Cumbre de las Américas: desmoralización ante el narcotráfico

Sin apenas trascendencia ha discurrido la sexta cumbre de las Américas, celebrada en Cartagena de Indias, con el trasfondo de la posible exclusión de Cuba del panorama democrático del continente, mientras muchos apremian a Estados Unidos –incluida la Jerarquía católica‑ a derogar el embargo. Lo instauró Kennedy con carácter general en 1962, apenas un año después de la fracasada invasión de Bahía Cochinos, y fue renovado, incluso agravado, por sucesivas Administraciones de uno y otro color.

Al cabo, esta cumbre va a quedar quizá sólo como punto de referencia en el debate sobre la legalización de las drogas, planteado de modo más drástico por el presidente de Guatemala, Otto Pérez Molina, ante el reconocido fracaso de su lucha contra el narcotráfico. Este delicado tema ha pasado por delante de cuestiones como la integración regional o la reducción de la pobreza. Lo plantea en otros términos Evo Morales. Pero, en Guatemala, México y Colombia, resulta decisivo para la pervivencia del propio Estado.

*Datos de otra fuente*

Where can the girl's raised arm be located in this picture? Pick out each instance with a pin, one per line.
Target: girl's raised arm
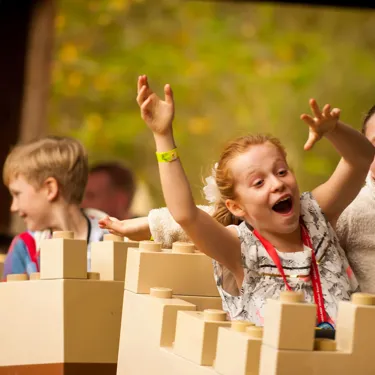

Sucede en momentos históricos en que América latina es menos dependiente financieramente de Estados Unidos, y se ve poco afectada por la crisis económica global, con tasas de crecimiento más bien altas, especialmente en algunos países.

A comienzos de abril, tres expresidentes de la región prepararon un documento para la cumbre, con la propuesta de una alternativa, tras lo que consideraban un fracaso en la guerra contra el “narco”: “40 años de inmensos esfuerzos no lograron reducir ni la producción ni el consumo de drogas ilícitas. En México y Centroamérica, la violencia y la corrupción asociadas al tráfico de drogas representan una amenaza a la seguridad ciudadana y a la estabilidad democrática”, afirmaban Fernando Henrique Cardoso, César Gaviria y Ernesto Zedillo, expresidentes de Brasil, Colombia y México.

Ante la radical negativa de Estados Unidos a legalizar las drogas, matizaban que “regular no es lo mismo que legalizar. Ese punto es fundamental. Regular es crear las condiciones para la imposición de todo tipo de restricciones y límites a la comercialización, propaganda y consumo del producto, sin ilegalizarlo”.

En cierto modo, el debate arranca de una entrevista del presidente colombiano, José Manuel Santos a The Observer en noviembre pasado: no estaría en contra de legalizar –no sólo la marihuana‑, si así se conseguía erradicar la violencia ligada al tráfico de drogas. Luego, en febrero, Otto Pérez Molina, con un impulso sorprendente habida cuenta de su formación militar, así como de su firme promesa electoral en 2011 de mano dura contra criminales y narcotraficantes, planteó claramente la legalización como nueva manera de combatirles.

El presidente de Guatemala convocó una reunión de mandatarios a finales de marzo, en intento de alcanzar una postura común para discutirla en la Cumbre de las Américas de abril. Pero parece que la abierta oposición de Estados Unidos repercutió en la escasa participación: sólo los presidentes de Costa Rica y Panamá atendieron a la invitación de Pérez Molina.

La situación cuantitativamente más grave se produce en México, como es bien sabido (aunque Guatemala tiene una media de 18 asesinatos por día y una tasa de homicidios de 46 por 100.000 habitantes, el triple que México). Felipe Calderón no está dispuesto a cambiar de política, aunque los resultados de su mandato son desmoralizantes, con cerca de 50.000 muertos registrados en la lucha contra el “narco”. Todo dependerá de la influencia real de Estados Unidos, según la persona que salga ganadora en las elecciones de julio próximo. De hecho, la candidata del PAN, el partido de Calderón, Josefina Pérez Mota, afirmó recientemente que si gana, no se “va a concentrar en el narco, sino en los delitos que afectan a la gente”. El candidato del PRI, Enrique Peña Nieto, mantiene una postura similar.

La economía no es ajena a las propuestas legalizadoras. Se comparan los precios del kilo de cocaína en Colombia, principal productor –unos 1.500 euros‑, con los que alcanza al sur de EEUU ‑entre 53.000 y 72.00‑, hasta los 113.000 en ciudades como Nueva York. La fiscalidad de esos movimientos permitiría dedicar un 50% a fortalecer la lucha contra los cárteles; un 25%, a programas para la recuperación de adictos, y el resto, a la prevención mediante programas educativos.

 

En Cartagena de Indias no ha habido conclusiones. Pero sí debate público y abierto por primera vez en este tipo de cumbre. Lástima que la desmoralización de los líderes no les lleve a plantearse medidas contra la verdadera desmoralización individual y social que está en el origen de la adicción a las drogas.